Function enrichment analysis
We performed the Gene Ontology (GO) terms and Kyoto Encyclopedia of Gene and Genomes (KEGG) pathways enrichment analysis to elucidate the potential functions of lncRNAs in the nomogram. The common DEMs in the three groups were first identified. Next, the correlation coefficient of each lncRNA with common DEMs was calculated, respectively. To obtain an accurate result, we only selected DEMs with a correlation coefficient greater than 0.2 for further enrichment analysis. Then, we performed the GO and KEGG analysis of lncRNA-related DEMs via the DAVID database, and the Enrichr database [17, 18]. And we depicted the top 10 enriched GO terms and KEGG pathways through a bar plot with the criteria of adjusting P-value < 0.05.

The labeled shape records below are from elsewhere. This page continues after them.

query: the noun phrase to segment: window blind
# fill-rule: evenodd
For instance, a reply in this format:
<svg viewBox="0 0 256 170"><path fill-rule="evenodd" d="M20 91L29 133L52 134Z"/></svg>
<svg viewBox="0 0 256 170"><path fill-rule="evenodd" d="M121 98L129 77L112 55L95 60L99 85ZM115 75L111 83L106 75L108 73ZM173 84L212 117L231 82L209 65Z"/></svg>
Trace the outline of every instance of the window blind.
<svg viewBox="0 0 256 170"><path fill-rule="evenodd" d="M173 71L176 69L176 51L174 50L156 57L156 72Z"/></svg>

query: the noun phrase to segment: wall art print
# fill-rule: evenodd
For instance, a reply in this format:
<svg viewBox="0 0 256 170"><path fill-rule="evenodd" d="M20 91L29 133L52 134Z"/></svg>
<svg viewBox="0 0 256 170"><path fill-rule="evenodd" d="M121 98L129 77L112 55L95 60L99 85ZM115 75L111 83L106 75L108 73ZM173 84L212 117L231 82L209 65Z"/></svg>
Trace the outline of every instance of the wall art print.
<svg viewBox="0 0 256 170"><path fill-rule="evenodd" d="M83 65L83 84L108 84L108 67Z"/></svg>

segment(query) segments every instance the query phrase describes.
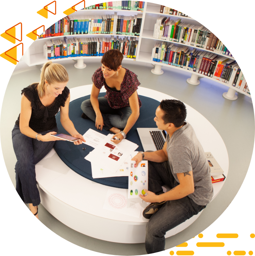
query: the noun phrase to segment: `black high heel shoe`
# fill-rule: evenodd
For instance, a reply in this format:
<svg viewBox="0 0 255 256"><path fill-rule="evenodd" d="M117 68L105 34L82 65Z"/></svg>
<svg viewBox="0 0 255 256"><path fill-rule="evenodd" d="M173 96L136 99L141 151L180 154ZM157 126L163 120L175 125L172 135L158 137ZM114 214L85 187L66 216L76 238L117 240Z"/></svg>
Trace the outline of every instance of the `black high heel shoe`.
<svg viewBox="0 0 255 256"><path fill-rule="evenodd" d="M37 207L37 211L36 213L34 214L34 216L35 216L38 213L38 206L37 205L36 207ZM31 211L31 210L30 210L30 211Z"/></svg>

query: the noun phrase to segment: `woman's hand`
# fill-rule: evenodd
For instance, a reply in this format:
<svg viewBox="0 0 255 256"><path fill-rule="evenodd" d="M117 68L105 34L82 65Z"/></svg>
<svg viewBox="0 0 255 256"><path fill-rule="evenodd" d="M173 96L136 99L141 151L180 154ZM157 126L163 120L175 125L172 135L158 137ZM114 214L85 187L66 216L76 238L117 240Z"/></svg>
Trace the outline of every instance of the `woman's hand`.
<svg viewBox="0 0 255 256"><path fill-rule="evenodd" d="M64 140L62 140L59 138L57 138L56 137L51 136L51 134L56 134L57 133L55 131L50 131L46 133L45 135L38 135L37 138L39 140L42 141L63 141Z"/></svg>
<svg viewBox="0 0 255 256"><path fill-rule="evenodd" d="M82 142L86 142L86 141L84 139L83 136L81 134L76 134L73 135L73 137L76 137L76 138L79 138L80 140L79 140L79 141L74 141L73 144L75 145L79 145L80 144L82 144Z"/></svg>
<svg viewBox="0 0 255 256"><path fill-rule="evenodd" d="M102 115L97 115L96 117L96 127L97 129L102 131L104 125L104 120Z"/></svg>
<svg viewBox="0 0 255 256"><path fill-rule="evenodd" d="M115 135L114 135L112 139L113 139L115 137L117 137L117 139L119 139L119 140L111 140L111 141L112 141L115 144L118 144L123 139L123 135L121 133L116 133Z"/></svg>

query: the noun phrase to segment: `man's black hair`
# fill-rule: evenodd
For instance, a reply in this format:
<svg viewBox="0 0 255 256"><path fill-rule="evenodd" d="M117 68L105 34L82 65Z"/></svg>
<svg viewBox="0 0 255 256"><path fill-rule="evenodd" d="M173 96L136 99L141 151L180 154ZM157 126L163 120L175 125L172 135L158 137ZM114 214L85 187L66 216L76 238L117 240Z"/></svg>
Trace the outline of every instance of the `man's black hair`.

Establishing a ceRNA network
To explore the potential interaction between 5 lincRNAs and miRNAs, the LncBase database that provided miRNAs and lncRNAs interactions according to MREs sites was applied to predict the downstream miRNA of 5 lncRNAs with the criteria of Prediction score > 0.8 [19]. Only miRNAs expressed on the NSCLC group, LUAD group, LUSC group, and LncBase database were chosen as qualified miRNAs. Additionally, the miRDB database and the miRTarBase database are a widely-used tool for miRNA target prediction that were employed to find out potential mRNAs binding to qualified miRNAs [20, 21]. Only miRNAs that validated in miRDB database, miRTarBase database, and DEMs were considered as candidate mRNAs. Finally, to vividly display the interaction of 5 lncRNAs with qualified miRNAs and candidate mRNAs, we constructed a ceRNA network by Cytoscape software (Version 3.7.2) [22].
Statistical analysis
We performed all the statistical analyses mentioned above using R software (version 3.6.1). Briefly, OS was analyzed using the Kaplan–Meier test, and the log-rank T-test was applied to calculate the statistical significance. Univariate and multivariate CPHR analyses were conducted through "Survival" packages. LASSON CPHR was performed using "Survival" and "glmnet" packages. A nomogram was constructed by "Survival" and "rms" packages. And a time-dependent ROC analysis was performed by the ‘‘survivalROC’’ package, C-index by ‘‘survival’’ package, and calibration curve by ‘‘rms’’ package.
The ceRNA network was constructed by Cytoscape software. And we set a p-value lower than 0.05 as s statistical significance.